A lot of this discussion is really quite silly. CWT obviously thinks that in any organization, the actions/responsibilities of an IT department should be entirely driven by the needs and desires of the other departments. If someone can do his job better using certain equipment/software/whatever, an IT department should try to accomodate that. Others are comfortable with an IT department focusing on providing only a specific set of functionality/equipment/software. Two ways to do things, with different pluses and minuses and different resource requirements. Maybe agree to disagree, mkay?

I think that IT should be as user-driven as possible, and that the Windows mindset is hugely wasteful, but my opinion isn't what works best for every organization.

Wow! So we're supposed to believe that A) No one in that entire department could figure out how to back up a Mac, and B) They're still competent.

:eek:

You must live in a neat world. I suggest you go actually work at an IT department for an enterprise-level facility. It's quite clear you don't have any valid experience in that area, and I believe it would be an eye-opener. Of COURSE someone in the department (if not all) could figure out how to back up the Mac. It's really quite simple. That doesn't change the fact that the management has decided on a common platform, that doesn't include the Mac. So while it's easy for them to back up the mac, it's currently not their job.

Cwtnospam, you spout come up with a lot of idealistic viewpoints on how you thing thinks should work, and there's really nothing wrong with that. I wish I lived in your world. But, we're talking about reality here, and the reality of enterprise-level network administration.

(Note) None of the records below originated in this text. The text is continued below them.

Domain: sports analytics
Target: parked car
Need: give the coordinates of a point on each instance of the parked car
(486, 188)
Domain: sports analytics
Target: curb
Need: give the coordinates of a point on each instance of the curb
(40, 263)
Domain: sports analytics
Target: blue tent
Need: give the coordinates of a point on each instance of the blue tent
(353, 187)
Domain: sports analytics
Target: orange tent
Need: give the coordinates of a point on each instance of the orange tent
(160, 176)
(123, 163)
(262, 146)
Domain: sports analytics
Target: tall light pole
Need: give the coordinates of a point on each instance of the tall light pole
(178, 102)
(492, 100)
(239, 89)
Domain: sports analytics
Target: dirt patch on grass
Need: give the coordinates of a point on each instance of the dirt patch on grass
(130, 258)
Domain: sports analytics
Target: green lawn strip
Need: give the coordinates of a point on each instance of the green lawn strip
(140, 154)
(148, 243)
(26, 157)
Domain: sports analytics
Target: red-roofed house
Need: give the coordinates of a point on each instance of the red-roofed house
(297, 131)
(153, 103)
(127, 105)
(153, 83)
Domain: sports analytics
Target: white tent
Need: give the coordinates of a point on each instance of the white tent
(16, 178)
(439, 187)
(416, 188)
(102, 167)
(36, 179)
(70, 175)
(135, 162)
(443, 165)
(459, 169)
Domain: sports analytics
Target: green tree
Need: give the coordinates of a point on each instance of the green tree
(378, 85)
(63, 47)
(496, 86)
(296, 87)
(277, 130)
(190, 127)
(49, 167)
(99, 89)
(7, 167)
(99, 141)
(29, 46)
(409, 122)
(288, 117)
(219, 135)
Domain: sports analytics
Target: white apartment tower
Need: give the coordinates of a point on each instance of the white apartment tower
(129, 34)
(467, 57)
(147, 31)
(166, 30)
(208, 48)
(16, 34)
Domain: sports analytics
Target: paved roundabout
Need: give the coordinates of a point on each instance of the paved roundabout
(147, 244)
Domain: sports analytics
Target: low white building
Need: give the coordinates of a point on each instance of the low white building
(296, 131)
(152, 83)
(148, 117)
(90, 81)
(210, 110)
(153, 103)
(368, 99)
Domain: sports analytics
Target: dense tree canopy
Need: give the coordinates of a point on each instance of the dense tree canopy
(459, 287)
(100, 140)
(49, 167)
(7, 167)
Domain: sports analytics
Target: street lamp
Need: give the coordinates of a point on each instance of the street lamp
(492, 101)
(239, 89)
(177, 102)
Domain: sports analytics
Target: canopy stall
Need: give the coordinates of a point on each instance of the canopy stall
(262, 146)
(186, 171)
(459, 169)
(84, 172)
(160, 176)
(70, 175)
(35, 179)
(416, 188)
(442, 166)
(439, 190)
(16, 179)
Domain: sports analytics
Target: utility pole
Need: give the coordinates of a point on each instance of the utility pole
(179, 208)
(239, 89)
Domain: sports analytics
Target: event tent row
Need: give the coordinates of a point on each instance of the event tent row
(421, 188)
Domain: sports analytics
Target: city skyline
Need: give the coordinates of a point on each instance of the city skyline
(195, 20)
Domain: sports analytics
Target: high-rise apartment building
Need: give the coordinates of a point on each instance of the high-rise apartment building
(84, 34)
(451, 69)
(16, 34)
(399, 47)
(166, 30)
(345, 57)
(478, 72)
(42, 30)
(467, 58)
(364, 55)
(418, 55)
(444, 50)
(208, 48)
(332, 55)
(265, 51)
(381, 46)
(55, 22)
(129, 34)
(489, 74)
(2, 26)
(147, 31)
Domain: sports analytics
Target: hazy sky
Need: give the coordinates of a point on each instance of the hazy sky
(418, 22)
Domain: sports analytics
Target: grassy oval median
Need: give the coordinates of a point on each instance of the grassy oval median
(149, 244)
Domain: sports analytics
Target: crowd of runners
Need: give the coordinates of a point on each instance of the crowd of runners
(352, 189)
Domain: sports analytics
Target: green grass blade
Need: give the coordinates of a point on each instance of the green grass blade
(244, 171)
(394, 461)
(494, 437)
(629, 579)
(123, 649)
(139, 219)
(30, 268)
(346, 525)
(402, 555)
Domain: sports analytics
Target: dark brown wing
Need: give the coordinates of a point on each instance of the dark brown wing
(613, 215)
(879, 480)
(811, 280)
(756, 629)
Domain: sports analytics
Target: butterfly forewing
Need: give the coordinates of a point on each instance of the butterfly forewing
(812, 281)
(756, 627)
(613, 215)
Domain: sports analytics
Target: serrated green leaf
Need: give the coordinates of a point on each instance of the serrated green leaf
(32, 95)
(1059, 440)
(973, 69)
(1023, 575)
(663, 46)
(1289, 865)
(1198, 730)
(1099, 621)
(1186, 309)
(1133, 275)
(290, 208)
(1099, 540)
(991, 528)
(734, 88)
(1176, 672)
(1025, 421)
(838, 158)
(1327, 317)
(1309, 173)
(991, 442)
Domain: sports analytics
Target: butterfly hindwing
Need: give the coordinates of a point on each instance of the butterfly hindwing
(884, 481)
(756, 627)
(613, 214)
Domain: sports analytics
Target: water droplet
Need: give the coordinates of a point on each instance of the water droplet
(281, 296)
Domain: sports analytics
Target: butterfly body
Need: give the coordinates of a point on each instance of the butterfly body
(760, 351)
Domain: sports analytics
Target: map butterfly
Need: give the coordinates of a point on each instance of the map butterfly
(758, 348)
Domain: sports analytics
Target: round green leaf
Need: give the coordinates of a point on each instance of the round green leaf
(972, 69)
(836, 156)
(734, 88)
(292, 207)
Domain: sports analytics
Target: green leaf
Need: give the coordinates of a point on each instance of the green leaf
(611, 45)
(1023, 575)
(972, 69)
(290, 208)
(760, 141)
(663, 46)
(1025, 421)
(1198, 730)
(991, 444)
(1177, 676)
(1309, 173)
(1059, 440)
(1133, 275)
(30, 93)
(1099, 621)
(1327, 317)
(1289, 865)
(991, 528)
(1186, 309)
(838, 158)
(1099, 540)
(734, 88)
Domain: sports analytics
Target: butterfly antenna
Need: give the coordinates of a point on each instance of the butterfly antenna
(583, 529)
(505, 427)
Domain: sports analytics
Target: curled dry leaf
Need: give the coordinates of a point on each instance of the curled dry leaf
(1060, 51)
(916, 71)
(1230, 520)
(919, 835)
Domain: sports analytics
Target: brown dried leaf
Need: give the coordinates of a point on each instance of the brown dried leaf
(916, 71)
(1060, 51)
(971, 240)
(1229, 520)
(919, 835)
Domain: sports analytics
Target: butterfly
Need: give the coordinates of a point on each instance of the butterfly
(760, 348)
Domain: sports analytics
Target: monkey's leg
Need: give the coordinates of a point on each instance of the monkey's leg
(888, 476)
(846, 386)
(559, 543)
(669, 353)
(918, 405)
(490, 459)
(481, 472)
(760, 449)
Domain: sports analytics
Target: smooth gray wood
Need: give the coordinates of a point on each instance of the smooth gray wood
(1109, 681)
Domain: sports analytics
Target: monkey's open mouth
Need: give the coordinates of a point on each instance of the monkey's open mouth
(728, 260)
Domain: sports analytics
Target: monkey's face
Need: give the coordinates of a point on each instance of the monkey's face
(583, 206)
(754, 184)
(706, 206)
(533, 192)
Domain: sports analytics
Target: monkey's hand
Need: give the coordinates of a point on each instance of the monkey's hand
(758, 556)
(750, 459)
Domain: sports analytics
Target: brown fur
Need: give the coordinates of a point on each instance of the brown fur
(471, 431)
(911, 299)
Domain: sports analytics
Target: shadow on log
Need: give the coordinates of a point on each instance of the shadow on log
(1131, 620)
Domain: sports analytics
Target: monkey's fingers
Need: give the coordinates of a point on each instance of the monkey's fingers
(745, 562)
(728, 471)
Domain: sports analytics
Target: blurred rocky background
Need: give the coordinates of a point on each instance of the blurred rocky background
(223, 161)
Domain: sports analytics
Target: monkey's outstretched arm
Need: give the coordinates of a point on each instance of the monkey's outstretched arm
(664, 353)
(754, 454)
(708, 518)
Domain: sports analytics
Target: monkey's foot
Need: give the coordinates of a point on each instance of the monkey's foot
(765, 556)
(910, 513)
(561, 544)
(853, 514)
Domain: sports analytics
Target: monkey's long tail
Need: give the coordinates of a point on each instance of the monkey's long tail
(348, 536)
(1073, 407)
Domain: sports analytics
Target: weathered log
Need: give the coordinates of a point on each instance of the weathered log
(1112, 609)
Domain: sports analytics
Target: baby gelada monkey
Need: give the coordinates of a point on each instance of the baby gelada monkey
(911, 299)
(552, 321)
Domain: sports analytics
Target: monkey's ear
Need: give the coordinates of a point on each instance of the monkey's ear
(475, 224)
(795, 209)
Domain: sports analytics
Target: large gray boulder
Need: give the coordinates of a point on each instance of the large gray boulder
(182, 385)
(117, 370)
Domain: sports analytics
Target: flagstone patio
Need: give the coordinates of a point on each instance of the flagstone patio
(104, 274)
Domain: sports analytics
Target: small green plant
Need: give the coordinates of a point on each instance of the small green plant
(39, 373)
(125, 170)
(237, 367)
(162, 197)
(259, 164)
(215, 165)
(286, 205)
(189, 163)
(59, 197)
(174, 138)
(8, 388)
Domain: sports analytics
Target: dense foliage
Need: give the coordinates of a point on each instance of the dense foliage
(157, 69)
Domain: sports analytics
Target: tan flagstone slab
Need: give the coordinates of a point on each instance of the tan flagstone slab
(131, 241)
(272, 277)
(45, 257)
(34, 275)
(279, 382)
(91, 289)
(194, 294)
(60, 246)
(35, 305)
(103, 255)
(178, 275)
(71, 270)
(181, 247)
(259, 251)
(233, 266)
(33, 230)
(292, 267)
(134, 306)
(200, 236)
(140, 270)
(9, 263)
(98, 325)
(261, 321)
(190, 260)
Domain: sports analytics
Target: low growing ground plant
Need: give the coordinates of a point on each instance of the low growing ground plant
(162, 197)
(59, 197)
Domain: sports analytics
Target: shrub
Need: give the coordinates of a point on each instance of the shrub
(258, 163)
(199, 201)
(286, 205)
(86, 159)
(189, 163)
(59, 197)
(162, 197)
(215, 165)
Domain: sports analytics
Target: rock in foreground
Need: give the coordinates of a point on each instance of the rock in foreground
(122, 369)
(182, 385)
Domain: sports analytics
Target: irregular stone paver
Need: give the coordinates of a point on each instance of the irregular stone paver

We're also not talking about adding a dumb terminal to a network, we're talking about adding a non-IT controlled computer, and a frickin WAP. That one still blows me away. I told other network admin friends of mine about it this morning (most of whom mainly support Macs for workstations), and we all had the same look on our faces. Someone should have taken a picture.

What about Microsoft's IT department. Do you think they will agree with that.

:D :D

So for a company that does lots of word/excel type things (using MS Office or OO.o, either way), or any other task that a windows machine does as well as a Mac, the fact that they have their folks on Windows machine (at a much lower cost than if they were on Macs) is providing a dis-service to the company how, exactly? By saving them money and giving the users computers that do exactly what they need them to?

Again, I prefer Mac's as client machines, and will prefer them more when I can better run apps like Autocad on them. But my situation is not their situation. Neither is it your situation. If the company still runs with 10,000 windows machines and one lone Mac, I'm guessing it's not the lone Mac that's keeping the company together.